UK Immigration laws for marriage

Written by gwen wark | 13/05/2017
UK Immigration laws for marriage
Getting married to a UK citizen and moving to the UK requires a visa. (wedding image by Mat Hayward from

The UK Border Agency (UKBA) is assigned to evaluate and grant (or refuse) visa applications, including applications for settlement that are made based on marriage to a UK citizen. These visa applications have a different set of criteria and laws compared to those used for work or student visas, since the points-based immigration system does not apply to these family-based applications. A potential immigrant into the UK under a family-based application must meet all of the criteria set out by UKBA for such applications, including age, finances, adequate accommodations and good character.


According to the UKBA guidance notes for husbands, wives and partners (INF4), applicants and their partners must be over the age of 21, even though the legal age for marriage in the UK is 18. The UK Home Office implemented this guideline to curtail the practice of forced marriages. Both partners must meet this age requirement in order for a visa to be granted. Section 277 of UKBA's immigration law makes no provisions for waivers, even if the couple was married outside of the UK, unless one partner is serving in Her Majesty's Armed Forces.

Financial Support

The couple's ability to support themselves and any dependents without access to public funds is another UK immigration law, found in section 281 (iv). UKBA immigration officers use their guidance notes to determine whether financial documentation provided with the application is adequate. Internal guidance note MAA8 (maintenance and accommodation: spouse/civil, partner/unmarried or same-sex partner) states that the ECO must be satisfied as to the ability of the couple to live without resorting to public funds. The note reminds officers to take into account the couple's ability to meet this income requirement together and to produce "reasonably firm plans for the forseeable future."

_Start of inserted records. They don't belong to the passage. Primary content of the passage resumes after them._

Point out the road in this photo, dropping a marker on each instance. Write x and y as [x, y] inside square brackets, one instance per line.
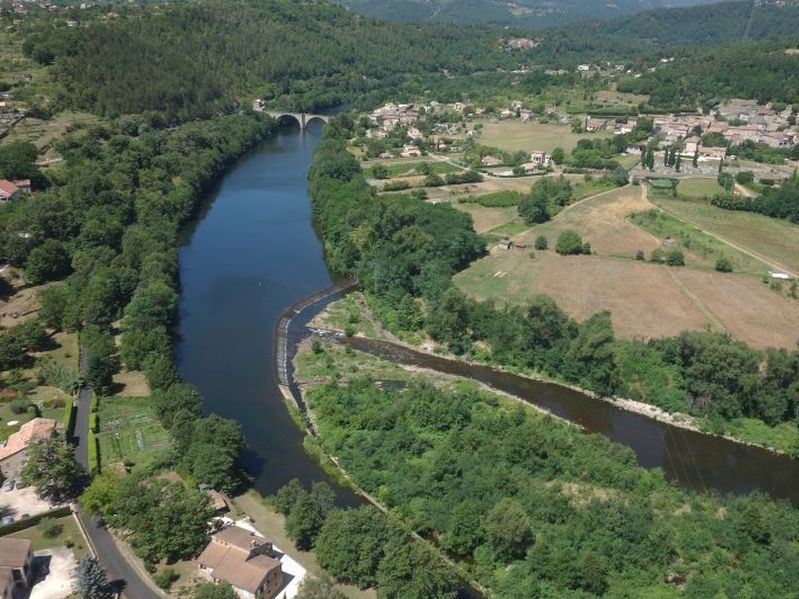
[121, 572]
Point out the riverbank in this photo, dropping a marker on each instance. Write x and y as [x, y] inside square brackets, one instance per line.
[330, 318]
[272, 524]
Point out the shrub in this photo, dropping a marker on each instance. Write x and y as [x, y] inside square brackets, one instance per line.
[20, 406]
[396, 186]
[569, 243]
[724, 264]
[165, 578]
[50, 528]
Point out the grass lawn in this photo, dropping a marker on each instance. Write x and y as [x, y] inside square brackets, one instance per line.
[129, 430]
[699, 188]
[775, 239]
[69, 534]
[515, 135]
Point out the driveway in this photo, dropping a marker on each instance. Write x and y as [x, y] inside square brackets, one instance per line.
[19, 502]
[60, 580]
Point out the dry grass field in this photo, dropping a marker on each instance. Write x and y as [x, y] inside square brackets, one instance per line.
[773, 239]
[646, 300]
[486, 219]
[514, 135]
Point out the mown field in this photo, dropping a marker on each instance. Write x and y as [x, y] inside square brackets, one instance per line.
[699, 188]
[646, 300]
[129, 430]
[773, 239]
[514, 135]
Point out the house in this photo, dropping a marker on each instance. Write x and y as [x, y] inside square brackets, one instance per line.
[12, 453]
[539, 158]
[691, 146]
[245, 560]
[491, 161]
[410, 152]
[15, 565]
[711, 153]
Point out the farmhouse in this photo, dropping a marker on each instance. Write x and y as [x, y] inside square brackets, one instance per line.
[243, 559]
[491, 161]
[15, 566]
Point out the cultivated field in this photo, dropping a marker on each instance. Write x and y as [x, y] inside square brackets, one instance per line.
[515, 135]
[699, 188]
[773, 239]
[646, 300]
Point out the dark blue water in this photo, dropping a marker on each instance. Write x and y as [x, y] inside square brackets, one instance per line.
[249, 256]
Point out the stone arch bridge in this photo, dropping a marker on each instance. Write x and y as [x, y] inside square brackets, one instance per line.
[303, 118]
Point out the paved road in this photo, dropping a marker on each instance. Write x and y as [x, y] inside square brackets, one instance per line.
[120, 571]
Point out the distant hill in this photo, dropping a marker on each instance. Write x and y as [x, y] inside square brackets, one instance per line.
[523, 13]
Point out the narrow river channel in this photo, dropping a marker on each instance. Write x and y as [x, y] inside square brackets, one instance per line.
[253, 252]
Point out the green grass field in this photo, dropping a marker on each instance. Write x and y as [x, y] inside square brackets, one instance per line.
[772, 238]
[129, 430]
[411, 169]
[514, 135]
[698, 188]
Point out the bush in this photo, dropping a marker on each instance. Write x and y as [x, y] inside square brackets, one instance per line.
[675, 258]
[20, 406]
[724, 264]
[165, 578]
[569, 243]
[396, 186]
[50, 528]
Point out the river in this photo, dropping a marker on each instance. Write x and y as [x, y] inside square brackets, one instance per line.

Adequate accommodations also need to be provided for the UK resident, her spouse and any dependents, as stated in internal guidance notes MAA11 to MAA13. Applicants need to provide documentation that housing has been secured, such as a rental agreement, mortgage statement or land registry document. If the home is occupied by others or rented, a statement is required from the current tenants or landlord confirming that the couple will have an area for their exclusive use. Further, UKBA officers are advised, "The onus is on the applicant to provide confirmation that there is no objection to an additional resident moving into the accommodation."